Let’s set the scene: You’re interviewing Anne for a sales position and it’s going well. Anne is the most qualified applicant you’ve met and she seems like a real go-getter. You anticipate that you will offer her the job. As you’re wrapping up, Anne asks about the required hours that were listed in the job description: 9am – 5pm M-F with occasional need to stay later if necessary.
Anne tells you that she’s more than willing to stay late on occasion, but will need advance notice in order to arrange childcare for her 3 children under 10 years old. You tell Anne that due to the nature of the job, advance notice isn’t always possible. You now know that Anne has children and that her childcare obligations could affect her ability to do the job. What are your legal obligations and where do you go from here?

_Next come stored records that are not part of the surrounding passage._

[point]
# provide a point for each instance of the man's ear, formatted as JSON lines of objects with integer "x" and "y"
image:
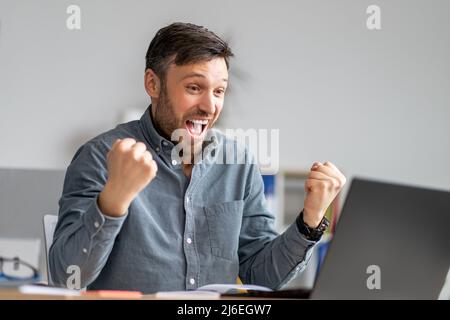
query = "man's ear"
{"x": 152, "y": 84}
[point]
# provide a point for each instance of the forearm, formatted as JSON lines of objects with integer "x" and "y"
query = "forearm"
{"x": 279, "y": 260}
{"x": 84, "y": 240}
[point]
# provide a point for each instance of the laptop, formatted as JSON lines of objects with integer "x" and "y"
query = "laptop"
{"x": 392, "y": 242}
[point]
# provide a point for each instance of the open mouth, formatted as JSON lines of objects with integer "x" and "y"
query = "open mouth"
{"x": 196, "y": 127}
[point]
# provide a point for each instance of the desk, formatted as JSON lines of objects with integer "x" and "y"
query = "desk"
{"x": 14, "y": 294}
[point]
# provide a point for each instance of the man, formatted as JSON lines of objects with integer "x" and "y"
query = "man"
{"x": 132, "y": 217}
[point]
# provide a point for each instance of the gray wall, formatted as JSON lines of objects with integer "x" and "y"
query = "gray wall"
{"x": 374, "y": 102}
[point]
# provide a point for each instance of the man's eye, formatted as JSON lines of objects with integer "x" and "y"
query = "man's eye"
{"x": 193, "y": 88}
{"x": 220, "y": 92}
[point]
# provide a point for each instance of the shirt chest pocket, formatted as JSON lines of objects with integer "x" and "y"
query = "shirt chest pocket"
{"x": 224, "y": 225}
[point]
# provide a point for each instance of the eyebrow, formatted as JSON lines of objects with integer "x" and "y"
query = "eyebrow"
{"x": 195, "y": 74}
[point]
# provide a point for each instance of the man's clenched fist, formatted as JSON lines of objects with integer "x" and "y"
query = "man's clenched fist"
{"x": 130, "y": 168}
{"x": 323, "y": 184}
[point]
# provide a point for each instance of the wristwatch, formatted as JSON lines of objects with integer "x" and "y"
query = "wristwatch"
{"x": 310, "y": 233}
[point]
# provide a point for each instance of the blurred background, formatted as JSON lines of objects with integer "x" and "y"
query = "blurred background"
{"x": 374, "y": 102}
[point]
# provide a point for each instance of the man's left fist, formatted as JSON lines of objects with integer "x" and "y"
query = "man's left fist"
{"x": 323, "y": 184}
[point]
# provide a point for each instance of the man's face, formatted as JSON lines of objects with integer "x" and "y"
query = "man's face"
{"x": 192, "y": 99}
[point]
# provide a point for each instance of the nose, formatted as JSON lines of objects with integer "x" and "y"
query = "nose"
{"x": 208, "y": 103}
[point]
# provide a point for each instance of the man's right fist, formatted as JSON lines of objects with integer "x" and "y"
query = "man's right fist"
{"x": 130, "y": 168}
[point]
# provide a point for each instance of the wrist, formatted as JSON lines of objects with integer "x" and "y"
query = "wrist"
{"x": 112, "y": 202}
{"x": 312, "y": 220}
{"x": 313, "y": 234}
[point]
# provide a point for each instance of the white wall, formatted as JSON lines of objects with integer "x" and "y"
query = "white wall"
{"x": 377, "y": 103}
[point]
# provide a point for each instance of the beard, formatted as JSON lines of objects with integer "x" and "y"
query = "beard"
{"x": 166, "y": 124}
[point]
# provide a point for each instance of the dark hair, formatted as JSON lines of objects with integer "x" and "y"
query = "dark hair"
{"x": 184, "y": 43}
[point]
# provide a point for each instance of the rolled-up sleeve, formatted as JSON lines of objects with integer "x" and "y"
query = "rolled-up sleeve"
{"x": 267, "y": 258}
{"x": 83, "y": 237}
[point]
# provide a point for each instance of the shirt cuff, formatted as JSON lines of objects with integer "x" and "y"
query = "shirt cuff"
{"x": 95, "y": 221}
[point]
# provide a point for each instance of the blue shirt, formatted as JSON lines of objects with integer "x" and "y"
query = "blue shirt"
{"x": 179, "y": 233}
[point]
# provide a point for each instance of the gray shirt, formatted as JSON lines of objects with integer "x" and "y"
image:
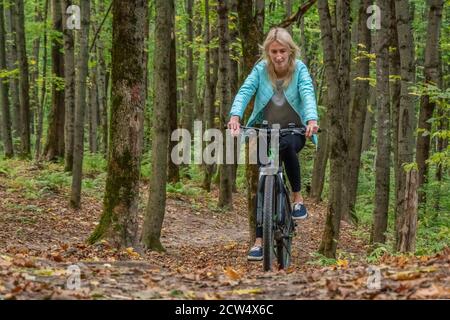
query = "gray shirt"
{"x": 278, "y": 110}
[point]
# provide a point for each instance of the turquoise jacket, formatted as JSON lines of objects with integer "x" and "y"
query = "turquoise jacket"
{"x": 299, "y": 93}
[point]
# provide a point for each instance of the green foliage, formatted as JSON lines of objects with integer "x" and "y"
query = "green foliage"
{"x": 318, "y": 259}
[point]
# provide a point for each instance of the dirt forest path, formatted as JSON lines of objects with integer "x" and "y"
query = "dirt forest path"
{"x": 42, "y": 241}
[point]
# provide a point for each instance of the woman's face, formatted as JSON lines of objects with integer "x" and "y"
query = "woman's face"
{"x": 279, "y": 55}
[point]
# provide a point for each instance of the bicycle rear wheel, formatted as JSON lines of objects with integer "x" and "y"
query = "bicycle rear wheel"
{"x": 268, "y": 212}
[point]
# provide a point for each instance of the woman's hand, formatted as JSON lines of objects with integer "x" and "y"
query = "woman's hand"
{"x": 311, "y": 128}
{"x": 234, "y": 125}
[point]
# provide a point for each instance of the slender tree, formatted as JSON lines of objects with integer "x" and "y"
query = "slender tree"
{"x": 80, "y": 105}
{"x": 406, "y": 219}
{"x": 69, "y": 88}
{"x": 40, "y": 111}
{"x": 251, "y": 35}
{"x": 226, "y": 170}
{"x": 54, "y": 146}
{"x": 189, "y": 107}
{"x": 431, "y": 73}
{"x": 24, "y": 86}
{"x": 11, "y": 60}
{"x": 211, "y": 78}
{"x": 359, "y": 100}
{"x": 154, "y": 215}
{"x": 4, "y": 102}
{"x": 383, "y": 130}
{"x": 338, "y": 89}
{"x": 173, "y": 173}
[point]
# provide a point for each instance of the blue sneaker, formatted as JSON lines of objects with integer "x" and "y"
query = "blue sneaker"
{"x": 255, "y": 254}
{"x": 299, "y": 211}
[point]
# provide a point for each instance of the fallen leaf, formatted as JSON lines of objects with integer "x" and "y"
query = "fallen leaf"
{"x": 433, "y": 291}
{"x": 232, "y": 274}
{"x": 342, "y": 263}
{"x": 247, "y": 291}
{"x": 405, "y": 275}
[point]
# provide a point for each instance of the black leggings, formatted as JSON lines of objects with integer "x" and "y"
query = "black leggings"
{"x": 290, "y": 145}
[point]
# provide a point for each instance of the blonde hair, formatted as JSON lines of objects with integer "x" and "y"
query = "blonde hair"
{"x": 282, "y": 36}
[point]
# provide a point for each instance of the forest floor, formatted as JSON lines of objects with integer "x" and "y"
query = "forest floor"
{"x": 42, "y": 241}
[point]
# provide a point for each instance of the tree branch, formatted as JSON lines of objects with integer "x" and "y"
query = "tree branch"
{"x": 100, "y": 27}
{"x": 296, "y": 17}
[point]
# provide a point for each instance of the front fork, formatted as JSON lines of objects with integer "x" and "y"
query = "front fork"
{"x": 279, "y": 196}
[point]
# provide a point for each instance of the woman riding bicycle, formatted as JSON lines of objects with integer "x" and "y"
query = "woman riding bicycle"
{"x": 284, "y": 94}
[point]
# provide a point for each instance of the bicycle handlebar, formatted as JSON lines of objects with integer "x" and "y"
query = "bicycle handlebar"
{"x": 284, "y": 131}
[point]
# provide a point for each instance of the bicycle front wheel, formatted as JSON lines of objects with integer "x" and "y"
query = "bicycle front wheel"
{"x": 285, "y": 242}
{"x": 268, "y": 213}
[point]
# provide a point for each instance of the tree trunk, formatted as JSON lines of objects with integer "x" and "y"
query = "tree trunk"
{"x": 234, "y": 77}
{"x": 54, "y": 147}
{"x": 250, "y": 36}
{"x": 24, "y": 86}
{"x": 93, "y": 110}
{"x": 173, "y": 173}
{"x": 6, "y": 118}
{"x": 431, "y": 74}
{"x": 80, "y": 105}
{"x": 11, "y": 60}
{"x": 35, "y": 70}
{"x": 260, "y": 6}
{"x": 118, "y": 222}
{"x": 382, "y": 178}
{"x": 288, "y": 10}
{"x": 321, "y": 159}
{"x": 394, "y": 71}
{"x": 407, "y": 224}
{"x": 102, "y": 87}
{"x": 337, "y": 92}
{"x": 359, "y": 102}
{"x": 188, "y": 110}
{"x": 369, "y": 122}
{"x": 69, "y": 88}
{"x": 226, "y": 173}
{"x": 406, "y": 117}
{"x": 40, "y": 112}
{"x": 154, "y": 215}
{"x": 211, "y": 64}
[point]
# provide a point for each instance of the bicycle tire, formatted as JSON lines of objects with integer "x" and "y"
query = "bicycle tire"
{"x": 268, "y": 232}
{"x": 284, "y": 244}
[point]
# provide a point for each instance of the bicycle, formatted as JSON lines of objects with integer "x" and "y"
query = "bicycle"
{"x": 273, "y": 210}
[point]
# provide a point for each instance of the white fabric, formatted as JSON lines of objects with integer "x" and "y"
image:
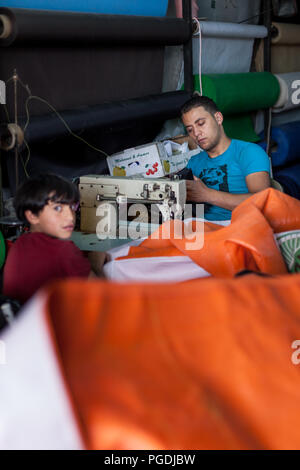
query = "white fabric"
{"x": 222, "y": 43}
{"x": 153, "y": 269}
{"x": 35, "y": 412}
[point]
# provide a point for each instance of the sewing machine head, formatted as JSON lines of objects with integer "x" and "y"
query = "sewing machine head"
{"x": 105, "y": 196}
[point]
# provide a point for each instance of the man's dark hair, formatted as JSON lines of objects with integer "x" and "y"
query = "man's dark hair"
{"x": 207, "y": 103}
{"x": 35, "y": 193}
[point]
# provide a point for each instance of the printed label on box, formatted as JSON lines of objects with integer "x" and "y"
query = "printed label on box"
{"x": 144, "y": 161}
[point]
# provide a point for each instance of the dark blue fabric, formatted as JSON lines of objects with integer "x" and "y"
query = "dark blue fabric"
{"x": 119, "y": 7}
{"x": 289, "y": 178}
{"x": 287, "y": 138}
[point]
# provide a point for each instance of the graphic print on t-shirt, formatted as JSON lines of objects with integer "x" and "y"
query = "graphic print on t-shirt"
{"x": 216, "y": 178}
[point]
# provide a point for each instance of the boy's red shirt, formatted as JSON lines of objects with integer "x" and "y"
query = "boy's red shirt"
{"x": 37, "y": 258}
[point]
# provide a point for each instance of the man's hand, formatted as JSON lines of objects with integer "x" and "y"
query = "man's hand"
{"x": 196, "y": 190}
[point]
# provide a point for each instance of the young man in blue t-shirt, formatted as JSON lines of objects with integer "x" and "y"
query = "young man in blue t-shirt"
{"x": 228, "y": 171}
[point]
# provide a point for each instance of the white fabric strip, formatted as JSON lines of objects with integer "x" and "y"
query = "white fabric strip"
{"x": 35, "y": 412}
{"x": 154, "y": 269}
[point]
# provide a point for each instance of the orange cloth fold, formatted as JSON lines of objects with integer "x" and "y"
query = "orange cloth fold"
{"x": 247, "y": 243}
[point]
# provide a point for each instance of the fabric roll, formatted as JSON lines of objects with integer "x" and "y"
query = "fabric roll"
{"x": 238, "y": 93}
{"x": 285, "y": 49}
{"x": 285, "y": 33}
{"x": 287, "y": 139}
{"x": 164, "y": 106}
{"x": 26, "y": 26}
{"x": 289, "y": 84}
{"x": 121, "y": 7}
{"x": 278, "y": 119}
{"x": 215, "y": 29}
{"x": 222, "y": 43}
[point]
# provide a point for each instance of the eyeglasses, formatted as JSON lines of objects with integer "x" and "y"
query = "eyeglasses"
{"x": 74, "y": 207}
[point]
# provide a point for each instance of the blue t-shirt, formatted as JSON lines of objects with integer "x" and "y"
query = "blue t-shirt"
{"x": 227, "y": 172}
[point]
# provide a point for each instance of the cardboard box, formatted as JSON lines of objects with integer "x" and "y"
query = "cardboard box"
{"x": 152, "y": 160}
{"x": 144, "y": 160}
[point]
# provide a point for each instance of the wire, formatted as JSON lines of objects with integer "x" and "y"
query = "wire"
{"x": 38, "y": 98}
{"x": 198, "y": 30}
{"x": 268, "y": 139}
{"x": 33, "y": 97}
{"x": 27, "y": 159}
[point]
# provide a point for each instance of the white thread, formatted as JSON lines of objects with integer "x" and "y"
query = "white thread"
{"x": 198, "y": 30}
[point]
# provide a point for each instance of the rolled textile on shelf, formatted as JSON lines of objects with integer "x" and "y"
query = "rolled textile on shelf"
{"x": 222, "y": 43}
{"x": 240, "y": 126}
{"x": 237, "y": 95}
{"x": 292, "y": 115}
{"x": 24, "y": 26}
{"x": 289, "y": 178}
{"x": 106, "y": 115}
{"x": 121, "y": 7}
{"x": 243, "y": 92}
{"x": 285, "y": 49}
{"x": 285, "y": 33}
{"x": 288, "y": 96}
{"x": 287, "y": 139}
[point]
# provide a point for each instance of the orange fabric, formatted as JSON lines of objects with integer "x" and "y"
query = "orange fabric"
{"x": 204, "y": 364}
{"x": 247, "y": 243}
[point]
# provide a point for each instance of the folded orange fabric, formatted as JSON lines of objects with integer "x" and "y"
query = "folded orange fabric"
{"x": 247, "y": 243}
{"x": 205, "y": 364}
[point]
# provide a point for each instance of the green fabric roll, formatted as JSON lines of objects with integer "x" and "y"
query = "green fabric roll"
{"x": 240, "y": 126}
{"x": 236, "y": 93}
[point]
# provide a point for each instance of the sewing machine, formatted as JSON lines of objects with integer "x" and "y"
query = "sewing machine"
{"x": 107, "y": 200}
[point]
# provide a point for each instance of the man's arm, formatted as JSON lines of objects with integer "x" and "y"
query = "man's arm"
{"x": 197, "y": 191}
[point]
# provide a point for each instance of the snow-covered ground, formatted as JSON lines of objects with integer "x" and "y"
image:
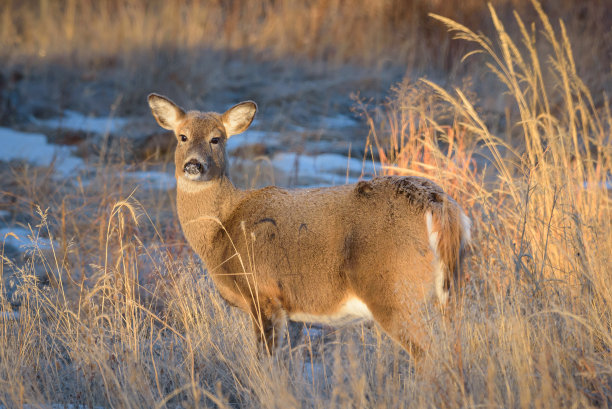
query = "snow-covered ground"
{"x": 34, "y": 148}
{"x": 75, "y": 121}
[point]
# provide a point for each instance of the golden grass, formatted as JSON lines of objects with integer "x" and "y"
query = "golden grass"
{"x": 132, "y": 322}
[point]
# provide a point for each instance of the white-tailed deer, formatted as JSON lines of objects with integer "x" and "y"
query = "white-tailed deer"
{"x": 378, "y": 249}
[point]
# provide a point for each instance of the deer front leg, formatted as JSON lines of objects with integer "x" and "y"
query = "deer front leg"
{"x": 269, "y": 320}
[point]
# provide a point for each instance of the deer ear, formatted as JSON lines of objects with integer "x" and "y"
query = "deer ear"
{"x": 166, "y": 112}
{"x": 239, "y": 117}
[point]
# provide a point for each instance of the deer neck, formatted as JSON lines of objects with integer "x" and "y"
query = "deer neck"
{"x": 202, "y": 208}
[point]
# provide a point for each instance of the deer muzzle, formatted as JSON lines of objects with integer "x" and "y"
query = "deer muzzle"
{"x": 195, "y": 168}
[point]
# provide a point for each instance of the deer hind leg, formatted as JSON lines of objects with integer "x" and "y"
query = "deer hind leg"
{"x": 402, "y": 315}
{"x": 269, "y": 321}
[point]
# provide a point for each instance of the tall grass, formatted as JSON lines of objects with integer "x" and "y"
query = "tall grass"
{"x": 133, "y": 322}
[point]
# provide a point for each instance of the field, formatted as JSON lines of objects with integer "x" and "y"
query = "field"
{"x": 506, "y": 106}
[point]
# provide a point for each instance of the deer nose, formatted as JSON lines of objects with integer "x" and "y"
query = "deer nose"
{"x": 195, "y": 167}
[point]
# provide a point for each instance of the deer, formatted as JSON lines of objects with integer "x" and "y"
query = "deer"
{"x": 376, "y": 250}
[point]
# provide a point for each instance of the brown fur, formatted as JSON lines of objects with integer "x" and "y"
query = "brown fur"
{"x": 275, "y": 253}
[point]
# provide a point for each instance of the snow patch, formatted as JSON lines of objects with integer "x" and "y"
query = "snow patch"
{"x": 34, "y": 148}
{"x": 151, "y": 179}
{"x": 76, "y": 121}
{"x": 338, "y": 122}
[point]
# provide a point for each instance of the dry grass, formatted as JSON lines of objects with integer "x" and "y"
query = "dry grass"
{"x": 130, "y": 321}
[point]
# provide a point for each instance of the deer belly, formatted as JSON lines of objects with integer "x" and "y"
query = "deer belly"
{"x": 349, "y": 312}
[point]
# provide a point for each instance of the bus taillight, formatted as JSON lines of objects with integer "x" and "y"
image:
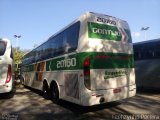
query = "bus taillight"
{"x": 9, "y": 74}
{"x": 86, "y": 71}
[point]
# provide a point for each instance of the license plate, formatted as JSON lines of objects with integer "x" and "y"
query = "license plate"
{"x": 117, "y": 90}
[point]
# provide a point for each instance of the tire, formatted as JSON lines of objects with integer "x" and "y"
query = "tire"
{"x": 55, "y": 93}
{"x": 45, "y": 91}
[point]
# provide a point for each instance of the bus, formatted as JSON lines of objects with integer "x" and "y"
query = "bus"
{"x": 6, "y": 68}
{"x": 147, "y": 66}
{"x": 89, "y": 62}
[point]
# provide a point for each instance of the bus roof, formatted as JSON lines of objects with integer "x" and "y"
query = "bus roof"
{"x": 148, "y": 41}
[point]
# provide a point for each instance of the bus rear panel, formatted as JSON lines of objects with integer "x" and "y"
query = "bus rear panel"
{"x": 107, "y": 60}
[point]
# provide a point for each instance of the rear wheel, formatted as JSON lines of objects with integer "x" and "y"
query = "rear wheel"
{"x": 55, "y": 93}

Let’s get the most common misconception out of the way first; it doesn’t matter that Anne volunteered (and that you didn’t ask) whether she had children. Discrimination laws don’t prohibit employers from learning protected information. They prohibit employers from using protected information as a basis for an adverse employment decision.
So is parental status a protected characteristic? Not directly. But there are circumstances in which discrimination against caregivers might constitute unlawful disparate treatment based on sex under Title VII. For example, an employer cannot hire men with preschool age children but refuse to hire women with preschool age children. (Phillips v. Martin Marietta Corp. (U.S. 1971)). This is discrimination based on a person’s sex. But because Title VII does not prohibit discrimination based solely on parental status, an employer does not violate the disparate treatment proscription if it treats mothers and fathers in a similarly unfavorable manner compared to childless workers. In other words, employers can discriminate against parents across the board, but not against only mothers or only fathers.
There is also an important distinction between sex based assumptions about work performance (i.e., female caregivers should not, will not, or cannot be committed to their jobs) and actual, specific work performance of a particular employee. Employment decisions that are based on an employee’s actual work performance, rather than perceived inability or stereotypes, do not generally violate Title VII, even if an employee’s unsatisfactory work performance is attributable to caregiving responsibilities. For example, an employer can terminate an employee who misses work frequently because of difficulty in obtaining childcare, as long as it treats other male and female employees comparably for the same infraction.
In the case of Anne, you as the employer have every right to set the work schedules of your employees. But if you choose not to hire her because of admitted childcare restrictions, just be sure that you treat all other applicants and employees with similar issues, both male and female, the same way.